The United Arab Emirates is reportedly set to introduce regulations for initial coin offerings (ICOs) in the country in the first half of next year, in a move that’s being made to provide businesses a fundraising alternative.
According to local news outlet The National, UAE’s Securities and Commodities Authority (SCA), the country’s markets watchdog, has revealed it has approved ICOs as securities and is now set to work with the Abu Dhabi Securities Exchange and Dubai Financial Market to “develop trading platforms for ICOs next year.”
Obaid Al Zaabi, the SCA’s chief executive officer, was quoted as saying that agreements have been signed with law firms for these to come up with a “regulatory sandbox” and rulebooks for ICOs in the region. The National’s article notes a “regulatory sandbox” refers to “framework that facilitates the development of the financial technology industry.”
Al Zaabi added:
Legal requirements will be finished by the end of the first half of 2019… then there will be adoption of technology and development of infrastructure on the side of the exchanges.

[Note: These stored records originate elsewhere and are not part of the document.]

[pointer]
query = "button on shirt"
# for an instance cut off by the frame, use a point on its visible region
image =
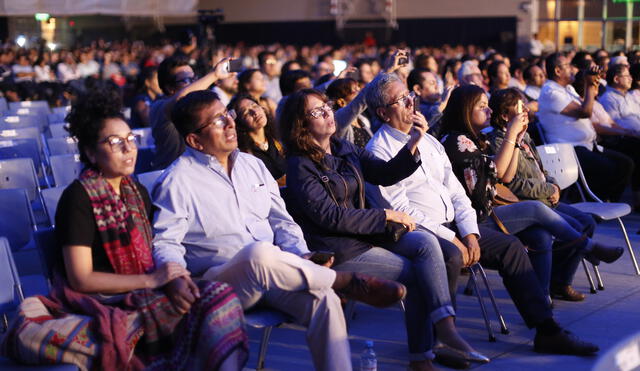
(432, 195)
(622, 107)
(560, 128)
(205, 217)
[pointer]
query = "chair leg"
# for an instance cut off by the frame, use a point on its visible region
(598, 278)
(483, 309)
(592, 286)
(262, 354)
(626, 238)
(468, 290)
(503, 325)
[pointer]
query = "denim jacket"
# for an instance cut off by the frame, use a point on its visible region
(340, 225)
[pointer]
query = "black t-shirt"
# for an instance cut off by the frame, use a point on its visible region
(76, 224)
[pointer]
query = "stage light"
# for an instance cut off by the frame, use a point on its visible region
(21, 40)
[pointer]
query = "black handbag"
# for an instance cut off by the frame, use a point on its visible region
(393, 231)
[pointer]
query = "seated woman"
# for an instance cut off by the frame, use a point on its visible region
(531, 182)
(106, 283)
(478, 169)
(342, 92)
(325, 194)
(257, 135)
(252, 82)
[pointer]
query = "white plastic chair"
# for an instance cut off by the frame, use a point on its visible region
(561, 162)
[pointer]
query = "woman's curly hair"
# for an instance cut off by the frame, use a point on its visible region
(87, 117)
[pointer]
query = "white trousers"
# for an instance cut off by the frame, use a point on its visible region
(295, 286)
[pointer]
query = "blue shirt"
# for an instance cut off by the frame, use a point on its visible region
(205, 217)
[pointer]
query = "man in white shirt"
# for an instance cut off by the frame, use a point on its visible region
(220, 214)
(564, 116)
(434, 197)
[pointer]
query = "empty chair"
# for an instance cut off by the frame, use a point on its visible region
(146, 139)
(16, 217)
(148, 179)
(560, 161)
(51, 196)
(17, 148)
(62, 146)
(58, 130)
(17, 122)
(19, 173)
(65, 168)
(24, 133)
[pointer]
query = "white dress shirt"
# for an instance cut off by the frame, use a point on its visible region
(432, 195)
(558, 127)
(623, 108)
(205, 217)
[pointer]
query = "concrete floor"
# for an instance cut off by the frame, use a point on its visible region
(604, 318)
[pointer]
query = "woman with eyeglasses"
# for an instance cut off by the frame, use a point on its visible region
(479, 168)
(325, 195)
(257, 135)
(107, 288)
(252, 82)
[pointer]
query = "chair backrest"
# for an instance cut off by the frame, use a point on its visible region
(65, 168)
(62, 146)
(19, 173)
(24, 133)
(10, 291)
(16, 217)
(17, 122)
(51, 196)
(58, 130)
(146, 138)
(148, 179)
(559, 160)
(15, 148)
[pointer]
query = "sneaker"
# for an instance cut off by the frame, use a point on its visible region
(607, 254)
(376, 292)
(566, 292)
(564, 342)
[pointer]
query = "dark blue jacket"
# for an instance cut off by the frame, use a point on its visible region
(341, 227)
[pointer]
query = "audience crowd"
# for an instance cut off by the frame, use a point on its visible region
(392, 165)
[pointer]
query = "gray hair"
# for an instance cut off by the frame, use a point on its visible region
(467, 69)
(377, 91)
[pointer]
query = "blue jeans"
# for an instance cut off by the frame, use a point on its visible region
(535, 224)
(417, 262)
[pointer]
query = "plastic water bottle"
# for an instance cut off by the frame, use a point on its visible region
(368, 361)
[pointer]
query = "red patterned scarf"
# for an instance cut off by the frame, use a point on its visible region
(122, 223)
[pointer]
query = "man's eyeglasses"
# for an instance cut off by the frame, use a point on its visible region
(322, 111)
(219, 121)
(186, 80)
(117, 144)
(407, 100)
(253, 110)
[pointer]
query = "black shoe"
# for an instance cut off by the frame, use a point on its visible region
(563, 342)
(566, 292)
(607, 254)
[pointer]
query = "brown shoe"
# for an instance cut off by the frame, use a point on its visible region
(373, 291)
(566, 292)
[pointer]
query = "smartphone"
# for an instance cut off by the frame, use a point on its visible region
(519, 106)
(234, 65)
(321, 257)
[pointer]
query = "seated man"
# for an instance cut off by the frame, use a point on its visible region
(424, 84)
(434, 197)
(565, 119)
(220, 214)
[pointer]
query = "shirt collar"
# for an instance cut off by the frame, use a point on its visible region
(395, 133)
(209, 160)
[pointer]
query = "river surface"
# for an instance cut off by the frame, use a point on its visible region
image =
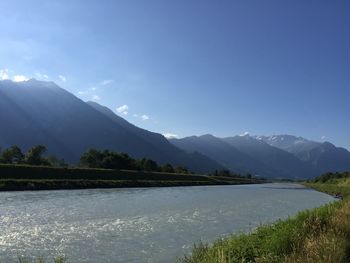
(139, 224)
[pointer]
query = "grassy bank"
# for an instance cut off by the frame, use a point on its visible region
(318, 235)
(21, 177)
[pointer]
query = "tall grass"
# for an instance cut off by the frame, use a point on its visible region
(318, 235)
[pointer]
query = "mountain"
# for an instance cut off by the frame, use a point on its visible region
(323, 157)
(289, 143)
(224, 153)
(284, 164)
(37, 112)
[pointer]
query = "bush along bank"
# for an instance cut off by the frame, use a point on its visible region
(318, 235)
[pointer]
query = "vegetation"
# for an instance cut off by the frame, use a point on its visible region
(97, 169)
(26, 177)
(111, 160)
(34, 156)
(318, 235)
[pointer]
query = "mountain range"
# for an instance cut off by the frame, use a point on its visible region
(37, 112)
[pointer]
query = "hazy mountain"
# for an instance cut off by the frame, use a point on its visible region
(284, 164)
(324, 157)
(224, 153)
(289, 143)
(37, 112)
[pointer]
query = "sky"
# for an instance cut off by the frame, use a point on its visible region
(185, 67)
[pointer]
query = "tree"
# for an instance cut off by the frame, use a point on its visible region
(148, 165)
(34, 156)
(167, 168)
(12, 155)
(92, 159)
(181, 170)
(56, 162)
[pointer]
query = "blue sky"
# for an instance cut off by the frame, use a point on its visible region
(192, 67)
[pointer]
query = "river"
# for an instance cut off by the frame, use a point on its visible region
(139, 224)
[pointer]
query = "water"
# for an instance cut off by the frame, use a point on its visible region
(139, 225)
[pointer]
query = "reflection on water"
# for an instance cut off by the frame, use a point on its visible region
(139, 225)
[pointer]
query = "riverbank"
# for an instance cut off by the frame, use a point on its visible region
(318, 235)
(21, 177)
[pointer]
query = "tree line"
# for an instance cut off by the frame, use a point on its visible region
(112, 160)
(34, 156)
(93, 158)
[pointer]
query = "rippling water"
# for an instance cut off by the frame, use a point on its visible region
(139, 225)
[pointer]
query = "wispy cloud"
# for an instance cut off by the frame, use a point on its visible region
(20, 78)
(106, 82)
(145, 117)
(123, 109)
(63, 78)
(41, 76)
(4, 74)
(96, 97)
(244, 134)
(170, 135)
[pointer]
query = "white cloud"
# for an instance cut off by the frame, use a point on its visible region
(41, 76)
(63, 78)
(144, 117)
(96, 97)
(106, 82)
(20, 78)
(244, 134)
(123, 109)
(170, 135)
(4, 74)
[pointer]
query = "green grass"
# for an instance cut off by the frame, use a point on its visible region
(22, 177)
(318, 235)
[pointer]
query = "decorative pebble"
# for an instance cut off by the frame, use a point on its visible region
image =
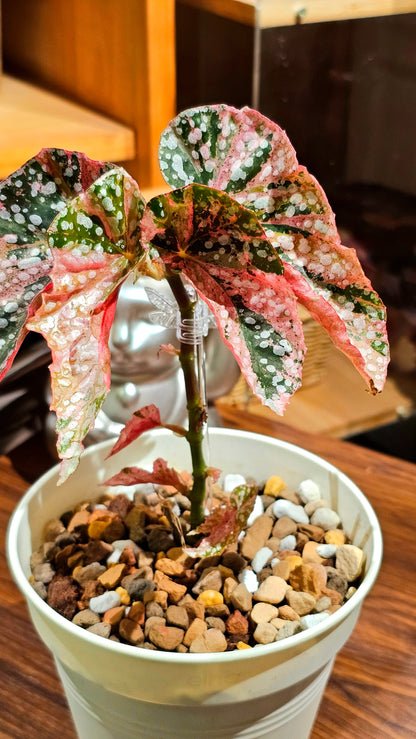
(288, 542)
(100, 629)
(258, 510)
(326, 518)
(274, 486)
(102, 603)
(265, 633)
(249, 579)
(263, 612)
(261, 558)
(256, 536)
(349, 561)
(272, 590)
(241, 598)
(301, 602)
(289, 629)
(284, 574)
(213, 640)
(326, 550)
(309, 491)
(287, 508)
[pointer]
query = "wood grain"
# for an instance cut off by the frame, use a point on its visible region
(372, 691)
(31, 118)
(271, 14)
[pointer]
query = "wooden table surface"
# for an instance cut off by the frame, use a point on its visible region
(372, 691)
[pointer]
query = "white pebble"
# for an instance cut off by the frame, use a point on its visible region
(326, 550)
(261, 558)
(312, 619)
(233, 481)
(114, 557)
(326, 518)
(284, 507)
(249, 578)
(308, 491)
(101, 603)
(257, 511)
(288, 542)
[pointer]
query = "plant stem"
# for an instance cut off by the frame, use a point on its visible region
(195, 397)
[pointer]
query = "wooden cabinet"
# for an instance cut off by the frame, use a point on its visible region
(112, 66)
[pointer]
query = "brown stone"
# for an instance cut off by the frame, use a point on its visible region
(236, 623)
(120, 505)
(114, 615)
(301, 602)
(166, 637)
(174, 590)
(177, 616)
(170, 567)
(272, 590)
(305, 578)
(256, 536)
(112, 576)
(197, 627)
(213, 640)
(63, 595)
(316, 533)
(241, 598)
(131, 631)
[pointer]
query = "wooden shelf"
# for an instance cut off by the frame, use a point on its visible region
(31, 118)
(338, 406)
(276, 13)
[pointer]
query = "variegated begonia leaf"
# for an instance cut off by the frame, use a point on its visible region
(94, 243)
(145, 419)
(30, 198)
(250, 157)
(220, 247)
(225, 522)
(160, 475)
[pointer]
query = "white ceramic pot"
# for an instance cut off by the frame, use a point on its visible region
(120, 692)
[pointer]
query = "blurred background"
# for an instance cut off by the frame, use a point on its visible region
(105, 78)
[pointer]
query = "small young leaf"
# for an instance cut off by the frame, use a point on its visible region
(160, 475)
(225, 522)
(30, 199)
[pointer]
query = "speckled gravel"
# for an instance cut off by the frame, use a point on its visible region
(113, 567)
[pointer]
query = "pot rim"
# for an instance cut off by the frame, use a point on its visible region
(311, 634)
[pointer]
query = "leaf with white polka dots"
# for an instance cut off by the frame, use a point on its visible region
(75, 318)
(95, 242)
(207, 226)
(246, 154)
(221, 248)
(325, 276)
(225, 148)
(30, 198)
(257, 316)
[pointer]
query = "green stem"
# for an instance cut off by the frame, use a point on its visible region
(195, 402)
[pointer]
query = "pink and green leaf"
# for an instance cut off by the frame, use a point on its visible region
(145, 419)
(225, 148)
(220, 247)
(94, 242)
(160, 475)
(225, 523)
(297, 218)
(30, 199)
(75, 319)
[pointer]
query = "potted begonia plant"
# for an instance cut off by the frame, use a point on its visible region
(248, 232)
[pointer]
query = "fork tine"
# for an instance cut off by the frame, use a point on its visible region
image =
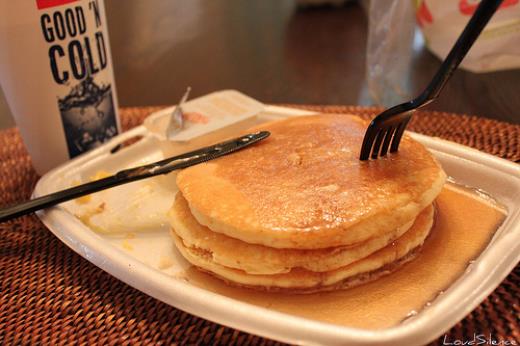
(368, 142)
(386, 143)
(377, 145)
(398, 135)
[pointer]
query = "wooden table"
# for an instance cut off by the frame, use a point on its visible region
(272, 51)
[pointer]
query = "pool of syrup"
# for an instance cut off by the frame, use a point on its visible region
(464, 225)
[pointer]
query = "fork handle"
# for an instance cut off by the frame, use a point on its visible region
(476, 24)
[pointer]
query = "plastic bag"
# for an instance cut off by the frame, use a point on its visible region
(392, 26)
(389, 50)
(498, 46)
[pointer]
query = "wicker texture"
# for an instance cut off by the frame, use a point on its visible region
(50, 295)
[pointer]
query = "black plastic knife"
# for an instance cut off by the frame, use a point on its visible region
(129, 175)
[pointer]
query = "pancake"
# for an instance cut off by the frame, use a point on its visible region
(381, 262)
(259, 259)
(305, 188)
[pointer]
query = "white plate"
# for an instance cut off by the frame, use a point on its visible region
(151, 265)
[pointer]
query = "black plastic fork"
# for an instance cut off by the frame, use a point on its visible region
(386, 130)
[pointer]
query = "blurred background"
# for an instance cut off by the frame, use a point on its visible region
(277, 51)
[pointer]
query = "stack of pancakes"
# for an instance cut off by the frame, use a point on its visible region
(299, 211)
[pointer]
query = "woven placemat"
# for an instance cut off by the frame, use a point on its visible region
(50, 295)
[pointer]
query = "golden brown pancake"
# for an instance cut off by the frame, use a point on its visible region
(300, 280)
(305, 188)
(260, 259)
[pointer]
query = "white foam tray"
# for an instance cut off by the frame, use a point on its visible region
(140, 267)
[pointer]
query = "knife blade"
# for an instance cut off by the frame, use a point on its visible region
(133, 174)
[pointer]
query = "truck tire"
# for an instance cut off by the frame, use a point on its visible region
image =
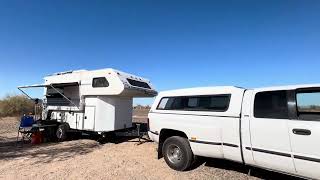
(61, 132)
(177, 153)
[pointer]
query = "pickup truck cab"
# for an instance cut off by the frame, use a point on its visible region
(276, 128)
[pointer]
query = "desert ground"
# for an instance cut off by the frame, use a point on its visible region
(123, 158)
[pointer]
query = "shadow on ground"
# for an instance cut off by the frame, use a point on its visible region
(56, 151)
(233, 166)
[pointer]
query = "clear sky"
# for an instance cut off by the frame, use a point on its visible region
(176, 44)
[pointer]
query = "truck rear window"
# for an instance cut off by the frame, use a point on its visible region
(196, 103)
(271, 104)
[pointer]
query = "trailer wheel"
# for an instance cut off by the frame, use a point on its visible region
(61, 132)
(177, 153)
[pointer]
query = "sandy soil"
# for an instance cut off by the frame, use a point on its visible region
(87, 159)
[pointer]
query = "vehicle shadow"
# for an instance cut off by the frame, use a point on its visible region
(56, 151)
(234, 166)
(46, 152)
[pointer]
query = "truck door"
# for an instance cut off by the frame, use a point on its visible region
(270, 141)
(304, 131)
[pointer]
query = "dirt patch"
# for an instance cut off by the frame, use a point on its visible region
(87, 159)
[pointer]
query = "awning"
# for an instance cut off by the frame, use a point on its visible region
(33, 86)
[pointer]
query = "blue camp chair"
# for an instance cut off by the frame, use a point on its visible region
(25, 128)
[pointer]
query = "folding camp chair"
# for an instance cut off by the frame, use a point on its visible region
(25, 128)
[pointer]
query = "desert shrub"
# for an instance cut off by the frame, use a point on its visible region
(15, 105)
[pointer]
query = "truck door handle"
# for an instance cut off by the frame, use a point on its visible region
(304, 132)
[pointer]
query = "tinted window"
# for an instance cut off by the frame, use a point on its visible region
(138, 83)
(100, 82)
(308, 102)
(272, 104)
(196, 103)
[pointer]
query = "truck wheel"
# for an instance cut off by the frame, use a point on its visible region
(177, 153)
(61, 132)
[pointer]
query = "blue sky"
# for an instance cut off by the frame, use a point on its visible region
(176, 44)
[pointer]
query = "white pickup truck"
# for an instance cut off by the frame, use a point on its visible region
(276, 128)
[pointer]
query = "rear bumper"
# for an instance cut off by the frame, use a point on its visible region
(154, 136)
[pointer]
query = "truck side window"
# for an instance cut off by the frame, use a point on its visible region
(218, 103)
(271, 104)
(308, 105)
(100, 82)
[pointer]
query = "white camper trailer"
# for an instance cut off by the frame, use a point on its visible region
(99, 100)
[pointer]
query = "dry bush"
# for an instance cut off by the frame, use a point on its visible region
(15, 105)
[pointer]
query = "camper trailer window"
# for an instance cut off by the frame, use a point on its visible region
(139, 84)
(100, 82)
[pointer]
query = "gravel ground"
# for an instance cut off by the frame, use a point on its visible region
(87, 159)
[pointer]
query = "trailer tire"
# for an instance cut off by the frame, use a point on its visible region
(177, 153)
(61, 132)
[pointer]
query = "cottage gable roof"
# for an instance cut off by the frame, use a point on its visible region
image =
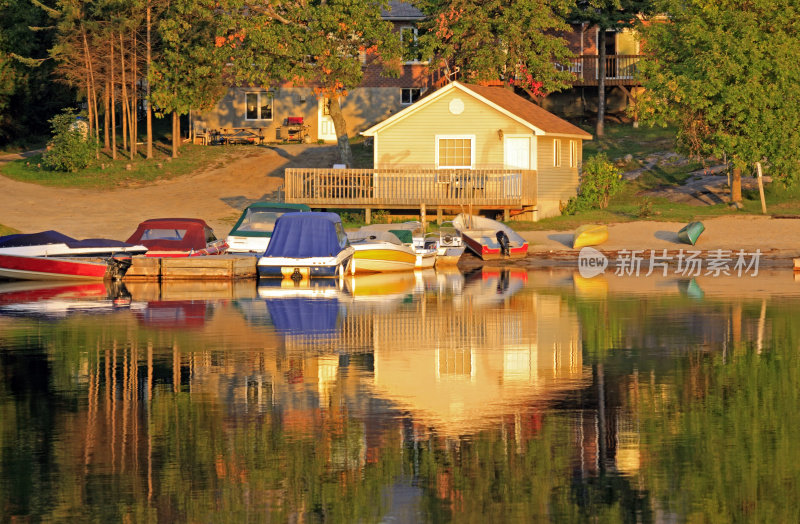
(540, 121)
(530, 112)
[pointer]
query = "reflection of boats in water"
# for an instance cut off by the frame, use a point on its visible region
(53, 300)
(491, 286)
(175, 314)
(690, 288)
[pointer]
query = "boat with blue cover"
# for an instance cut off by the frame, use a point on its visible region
(305, 245)
(252, 231)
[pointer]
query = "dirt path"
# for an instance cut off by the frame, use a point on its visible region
(215, 195)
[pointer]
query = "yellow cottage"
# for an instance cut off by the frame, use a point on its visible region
(463, 146)
(492, 133)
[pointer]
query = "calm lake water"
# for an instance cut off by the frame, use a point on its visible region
(494, 396)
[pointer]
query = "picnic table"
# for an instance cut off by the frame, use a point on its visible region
(237, 135)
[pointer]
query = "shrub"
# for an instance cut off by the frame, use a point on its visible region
(600, 181)
(70, 149)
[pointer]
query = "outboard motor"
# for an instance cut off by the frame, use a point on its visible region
(502, 239)
(118, 264)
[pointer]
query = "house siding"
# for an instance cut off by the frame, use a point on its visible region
(556, 184)
(411, 142)
(362, 107)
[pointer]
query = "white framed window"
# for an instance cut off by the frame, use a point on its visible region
(410, 44)
(409, 95)
(573, 153)
(455, 151)
(556, 153)
(258, 106)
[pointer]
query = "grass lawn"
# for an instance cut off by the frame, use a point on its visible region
(107, 173)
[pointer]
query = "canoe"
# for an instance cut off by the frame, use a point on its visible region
(590, 235)
(691, 232)
(483, 237)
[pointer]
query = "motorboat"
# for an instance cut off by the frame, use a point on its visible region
(410, 234)
(449, 244)
(490, 239)
(380, 251)
(305, 245)
(50, 255)
(16, 267)
(251, 233)
(52, 243)
(177, 237)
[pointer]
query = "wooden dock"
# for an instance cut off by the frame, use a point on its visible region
(216, 267)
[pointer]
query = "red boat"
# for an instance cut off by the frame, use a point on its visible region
(177, 237)
(52, 268)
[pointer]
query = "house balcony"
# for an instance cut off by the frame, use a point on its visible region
(620, 70)
(412, 188)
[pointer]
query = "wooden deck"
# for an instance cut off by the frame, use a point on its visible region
(216, 267)
(411, 188)
(620, 70)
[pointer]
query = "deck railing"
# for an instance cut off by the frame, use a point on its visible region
(620, 69)
(395, 188)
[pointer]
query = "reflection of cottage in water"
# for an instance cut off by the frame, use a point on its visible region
(456, 369)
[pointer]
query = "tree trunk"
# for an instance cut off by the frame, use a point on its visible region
(736, 186)
(149, 109)
(176, 133)
(340, 127)
(134, 102)
(124, 100)
(106, 116)
(113, 105)
(601, 81)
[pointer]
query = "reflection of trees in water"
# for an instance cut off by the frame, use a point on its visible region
(144, 424)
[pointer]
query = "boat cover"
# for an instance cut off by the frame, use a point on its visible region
(304, 316)
(305, 235)
(54, 237)
(271, 210)
(171, 234)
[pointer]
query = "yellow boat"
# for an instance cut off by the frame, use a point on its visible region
(590, 235)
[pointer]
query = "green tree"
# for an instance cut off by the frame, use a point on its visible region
(319, 43)
(489, 40)
(608, 15)
(725, 73)
(28, 95)
(188, 73)
(72, 147)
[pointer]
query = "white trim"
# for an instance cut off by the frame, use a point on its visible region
(557, 151)
(409, 89)
(531, 149)
(259, 105)
(573, 153)
(471, 138)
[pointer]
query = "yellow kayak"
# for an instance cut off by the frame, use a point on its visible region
(590, 235)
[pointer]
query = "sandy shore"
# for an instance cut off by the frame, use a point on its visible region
(218, 195)
(777, 239)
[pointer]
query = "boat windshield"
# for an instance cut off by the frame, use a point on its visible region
(163, 234)
(343, 240)
(259, 220)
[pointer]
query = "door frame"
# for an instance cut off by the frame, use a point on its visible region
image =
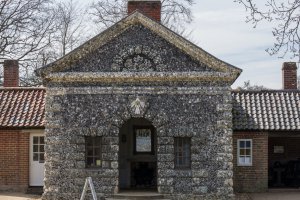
(31, 135)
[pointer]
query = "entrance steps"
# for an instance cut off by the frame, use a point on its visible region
(35, 190)
(137, 195)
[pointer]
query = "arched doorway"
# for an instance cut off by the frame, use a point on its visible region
(137, 155)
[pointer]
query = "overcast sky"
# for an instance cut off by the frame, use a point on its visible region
(219, 27)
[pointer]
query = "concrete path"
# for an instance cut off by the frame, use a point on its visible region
(276, 196)
(17, 196)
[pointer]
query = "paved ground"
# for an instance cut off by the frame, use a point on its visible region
(273, 195)
(277, 196)
(17, 196)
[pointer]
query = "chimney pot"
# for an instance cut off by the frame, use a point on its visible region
(289, 76)
(11, 73)
(150, 8)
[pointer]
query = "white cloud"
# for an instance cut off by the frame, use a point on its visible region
(220, 29)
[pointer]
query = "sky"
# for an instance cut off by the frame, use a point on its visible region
(219, 28)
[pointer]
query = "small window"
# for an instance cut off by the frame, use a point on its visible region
(38, 149)
(93, 152)
(182, 152)
(143, 140)
(244, 152)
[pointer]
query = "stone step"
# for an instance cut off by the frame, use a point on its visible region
(133, 199)
(137, 196)
(35, 190)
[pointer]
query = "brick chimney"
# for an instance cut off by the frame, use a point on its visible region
(289, 75)
(150, 8)
(11, 73)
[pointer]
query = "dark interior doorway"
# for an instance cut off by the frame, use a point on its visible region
(284, 161)
(137, 155)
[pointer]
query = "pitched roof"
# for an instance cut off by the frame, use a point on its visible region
(22, 107)
(137, 18)
(266, 110)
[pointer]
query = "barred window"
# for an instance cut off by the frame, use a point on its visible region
(93, 152)
(182, 152)
(244, 152)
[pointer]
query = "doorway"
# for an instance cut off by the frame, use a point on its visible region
(36, 173)
(137, 155)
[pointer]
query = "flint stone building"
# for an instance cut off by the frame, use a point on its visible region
(139, 108)
(146, 103)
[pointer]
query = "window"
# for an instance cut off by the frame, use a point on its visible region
(93, 152)
(38, 149)
(182, 152)
(244, 152)
(143, 140)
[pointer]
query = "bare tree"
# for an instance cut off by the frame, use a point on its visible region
(69, 19)
(286, 15)
(175, 13)
(38, 32)
(25, 27)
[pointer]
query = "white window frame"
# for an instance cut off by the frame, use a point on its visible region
(238, 152)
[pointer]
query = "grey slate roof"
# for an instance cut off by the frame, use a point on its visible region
(266, 110)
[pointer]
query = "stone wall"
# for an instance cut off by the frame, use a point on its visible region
(202, 113)
(251, 178)
(14, 160)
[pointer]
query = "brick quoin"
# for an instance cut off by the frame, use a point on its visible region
(289, 75)
(11, 73)
(251, 178)
(151, 9)
(14, 160)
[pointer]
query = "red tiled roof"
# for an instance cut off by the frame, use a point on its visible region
(22, 107)
(266, 110)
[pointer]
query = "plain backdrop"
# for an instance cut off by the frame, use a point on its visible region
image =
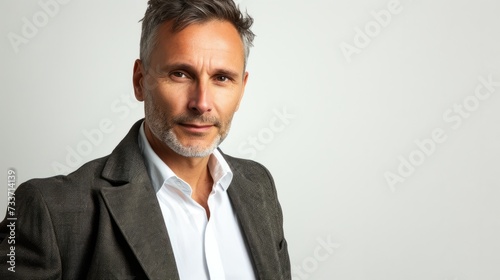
(378, 119)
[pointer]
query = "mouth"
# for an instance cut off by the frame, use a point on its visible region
(196, 128)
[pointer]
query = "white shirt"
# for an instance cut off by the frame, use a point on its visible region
(203, 248)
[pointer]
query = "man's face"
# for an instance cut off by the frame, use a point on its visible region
(193, 86)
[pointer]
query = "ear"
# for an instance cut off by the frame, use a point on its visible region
(245, 79)
(137, 79)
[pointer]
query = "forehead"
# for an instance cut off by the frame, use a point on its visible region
(215, 40)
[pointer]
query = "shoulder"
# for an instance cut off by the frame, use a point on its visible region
(247, 168)
(71, 189)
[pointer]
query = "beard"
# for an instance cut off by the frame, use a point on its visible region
(161, 125)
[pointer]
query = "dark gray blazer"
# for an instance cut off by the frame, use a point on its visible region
(103, 221)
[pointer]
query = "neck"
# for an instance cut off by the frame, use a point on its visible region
(192, 170)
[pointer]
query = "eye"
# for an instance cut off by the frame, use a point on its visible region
(222, 78)
(178, 74)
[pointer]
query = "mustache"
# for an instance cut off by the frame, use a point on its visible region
(199, 119)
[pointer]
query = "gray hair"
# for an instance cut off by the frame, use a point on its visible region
(186, 12)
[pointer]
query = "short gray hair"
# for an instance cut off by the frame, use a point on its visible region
(187, 12)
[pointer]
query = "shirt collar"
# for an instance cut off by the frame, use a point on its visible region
(160, 173)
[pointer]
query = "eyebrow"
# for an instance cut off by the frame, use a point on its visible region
(189, 68)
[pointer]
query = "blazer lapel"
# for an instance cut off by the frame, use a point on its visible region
(252, 209)
(133, 205)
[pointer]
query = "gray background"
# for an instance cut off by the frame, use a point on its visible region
(330, 125)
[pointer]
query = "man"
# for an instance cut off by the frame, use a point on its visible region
(166, 203)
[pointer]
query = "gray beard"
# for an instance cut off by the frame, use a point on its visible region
(156, 122)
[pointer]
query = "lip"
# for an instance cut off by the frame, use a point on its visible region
(196, 128)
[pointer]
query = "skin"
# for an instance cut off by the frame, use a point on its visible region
(197, 73)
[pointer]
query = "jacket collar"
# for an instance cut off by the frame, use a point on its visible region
(133, 205)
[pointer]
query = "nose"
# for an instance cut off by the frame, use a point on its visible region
(200, 101)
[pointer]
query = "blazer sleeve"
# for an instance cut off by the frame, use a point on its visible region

Going forward, the SCA will help local stock markets with the adoption of blockchain technology and ICOs. Al Zaabi noted the market is now open, as “registration and licensing is available for all kinds of companies, from across the world.”
A plan to implement the new technology is reportedly going to be implemented in the near future. Addressing the year-long bear market the cryptocurrency ecosystem has been facing, the chief executive noted it isn’t a concern for the regulator. He was quoted as saying:
Bitcoin, Ethereum and others are not our business. We are more concerned about crypto issuance and how to bring them for trade [securities] on our exchanges
Notably the country has seemingly been opening up to the cryptocurrency space. As recently covered, the UAE and Saudi Arabia have recently revealed they’re set to jointly launch a cryptocurrency for interbank transactions.
Back in September, the country’s authorities warned against cryptocurrency-related scams, but notably predicted that electronic money was set to replace cash in the future.